Improving ECG-based COVID-19 diagnosis and mortality predictions using pre-pandemic medical records at population-scale
This incremental approach addresses the need for timely AI solutions in pandemic outbreaks by leveraging historical health records to enhance prediction accuracy for COVID-19 diagnosis and mortality.
The study tackled the problem of insufficient clinical data for accurate COVID-19 prediction models during early pandemic phases by pre-training deep learning models on pre-pandemic ECG records and fine-tuning them with limited pandemic data, resulting in substantial performance improvements across three diagnostic and prognostic tasks.

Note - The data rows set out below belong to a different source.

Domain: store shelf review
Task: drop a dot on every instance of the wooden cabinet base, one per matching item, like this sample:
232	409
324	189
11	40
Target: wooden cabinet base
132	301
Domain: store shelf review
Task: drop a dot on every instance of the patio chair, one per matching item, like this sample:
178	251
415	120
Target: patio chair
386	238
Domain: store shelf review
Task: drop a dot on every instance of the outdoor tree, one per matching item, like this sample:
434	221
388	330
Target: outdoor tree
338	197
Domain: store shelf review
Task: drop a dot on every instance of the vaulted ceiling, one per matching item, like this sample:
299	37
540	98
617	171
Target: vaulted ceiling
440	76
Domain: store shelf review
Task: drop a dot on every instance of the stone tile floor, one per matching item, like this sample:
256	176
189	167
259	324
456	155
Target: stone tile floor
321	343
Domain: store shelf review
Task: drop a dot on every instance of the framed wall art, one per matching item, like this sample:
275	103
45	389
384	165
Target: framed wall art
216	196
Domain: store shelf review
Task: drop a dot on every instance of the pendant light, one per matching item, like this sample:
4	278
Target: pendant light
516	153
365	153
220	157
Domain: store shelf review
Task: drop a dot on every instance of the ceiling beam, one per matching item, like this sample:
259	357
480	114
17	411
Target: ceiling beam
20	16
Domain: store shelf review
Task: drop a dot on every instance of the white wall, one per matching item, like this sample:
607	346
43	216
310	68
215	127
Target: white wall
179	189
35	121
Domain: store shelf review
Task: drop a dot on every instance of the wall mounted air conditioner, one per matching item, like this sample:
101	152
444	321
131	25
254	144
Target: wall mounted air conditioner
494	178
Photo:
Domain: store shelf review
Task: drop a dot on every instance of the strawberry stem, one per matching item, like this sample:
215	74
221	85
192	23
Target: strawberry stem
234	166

Pandemic outbreaks such as COVID-19 occur unexpectedly, and need immediate action due to their potential devastating consequences on global health. Point-of-care routine assessments such as electrocardiogram (ECG), can be used to develop prediction models for identifying individuals at risk. However, there is often too little clinically-annotated medical data, especially in early phases of a pandemic, to develop accurate prediction models. In such situations, historical pre-pandemic health records can be utilized to estimate a preliminary model, which can then be fine-tuned based on limited available pandemic data. This study shows this approach -- pre-train deep learning models with pre-pandemic data -- can work effectively, by demonstrating substantial performance improvement over three different COVID-19 related diagnostic and prognostic prediction tasks. Similar transfer learning strategies can be useful for developing timely artificial intelligence solutions in future pandemic outbreaks.